Running the above script will produce the graph shown in Fig. 5.1. The left side graph of the figure shows the adaptive linear combiner coefficients after convergence which are almost identical to the unknown filter h. The right side graph shows the square error in dB versus time during the adaptation process. The lower limit of the error signal power in the learning curve is defined here by the additive white noise added at the filter output (-60 dB).

Algorithm

asptftrls() performs the following operations each iteration

• Calculates the forward and backward prediction errors for the $L^{th}$ lattice stage,
• Calculates the backward (bb) and forward (ff) autocorrelations for the $L^{th}$ lattice stage,
• Calculates the conversion factor of the $L^{th}$ and $L+1^{th}$ lattice stages,
• Updates the normalized gain vector, and the forward and backward prediction coefficient vectors,
• Evaluates the linear combiner output and error signals,
• Updates the linear combiner coefficients,

Remarks

• asptftrls() supports real as well as complex signals and filters.
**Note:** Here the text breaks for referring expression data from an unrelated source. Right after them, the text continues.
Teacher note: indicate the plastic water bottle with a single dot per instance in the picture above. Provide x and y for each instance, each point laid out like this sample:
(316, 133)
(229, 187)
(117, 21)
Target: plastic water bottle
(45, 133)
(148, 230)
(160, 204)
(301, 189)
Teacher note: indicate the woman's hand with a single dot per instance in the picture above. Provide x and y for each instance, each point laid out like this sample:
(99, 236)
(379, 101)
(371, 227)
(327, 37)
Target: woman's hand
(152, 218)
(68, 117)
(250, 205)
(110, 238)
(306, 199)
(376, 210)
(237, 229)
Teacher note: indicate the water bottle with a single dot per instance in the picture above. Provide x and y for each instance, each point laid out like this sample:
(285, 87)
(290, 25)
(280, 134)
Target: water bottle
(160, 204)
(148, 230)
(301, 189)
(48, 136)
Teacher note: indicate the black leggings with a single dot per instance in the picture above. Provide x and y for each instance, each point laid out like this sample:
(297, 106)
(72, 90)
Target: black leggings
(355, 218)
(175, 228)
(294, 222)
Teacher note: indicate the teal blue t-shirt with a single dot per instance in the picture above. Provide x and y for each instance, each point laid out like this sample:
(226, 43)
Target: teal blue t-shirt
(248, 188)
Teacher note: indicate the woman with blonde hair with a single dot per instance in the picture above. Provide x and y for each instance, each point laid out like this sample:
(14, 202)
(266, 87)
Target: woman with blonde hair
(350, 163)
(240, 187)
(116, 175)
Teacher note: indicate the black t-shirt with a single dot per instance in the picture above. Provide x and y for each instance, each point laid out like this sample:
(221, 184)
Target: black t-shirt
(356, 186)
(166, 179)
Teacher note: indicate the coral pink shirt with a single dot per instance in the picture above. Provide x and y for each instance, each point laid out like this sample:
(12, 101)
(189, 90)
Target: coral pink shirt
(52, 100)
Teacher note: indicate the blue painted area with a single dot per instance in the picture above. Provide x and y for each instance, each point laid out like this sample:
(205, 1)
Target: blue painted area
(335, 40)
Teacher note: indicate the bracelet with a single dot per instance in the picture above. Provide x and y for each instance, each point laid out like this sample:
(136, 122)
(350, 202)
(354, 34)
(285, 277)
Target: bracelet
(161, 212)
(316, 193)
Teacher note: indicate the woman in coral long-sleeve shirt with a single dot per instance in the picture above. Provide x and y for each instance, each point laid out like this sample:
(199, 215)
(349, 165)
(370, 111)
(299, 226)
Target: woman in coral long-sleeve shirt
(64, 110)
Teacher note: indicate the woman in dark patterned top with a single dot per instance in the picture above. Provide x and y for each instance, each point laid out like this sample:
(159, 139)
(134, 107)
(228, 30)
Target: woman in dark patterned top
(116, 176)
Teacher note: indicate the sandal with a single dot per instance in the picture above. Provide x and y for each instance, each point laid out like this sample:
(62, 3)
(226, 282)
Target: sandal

The complex linear combiner FTRLS filter converges to the complex conjugate of the optimal solution.
• FTRLS algorithms have been found to be more sensitive to numerical rounding errors compared to RLS Lattice algorithms. asptftrls() detects the sign of instability, and reinitializes the algorithm before such instability occurs using the current coefficients vector.
• Stabilized versions of the FTRLS exist that introduce redundant calculations to improve robustness against numerical rounding errors, on the cost of extra computation. Even those stabilized versions have unstable modes that are excited when $\lambda$, the forgetting factor, is not close enough to unity. Since $\lambda$ should be set smaller for fast tracking applications, this certainly can be seen as a limiting factor.

Resources

The resources required to implement an FTRLS filter of length $L$ in real time is given in the table below. The computations given are those required to process one sample.

MEMORY	$5L + 9$
MULTIPLY	$7L +20$
ADD	$7L + 12$
DIVIDE	3

See Also

INIT_ FTRLS, ASPTRLSLATTICE.

Reference

[2] and [4] for analysis of the adaptive Lattice filters.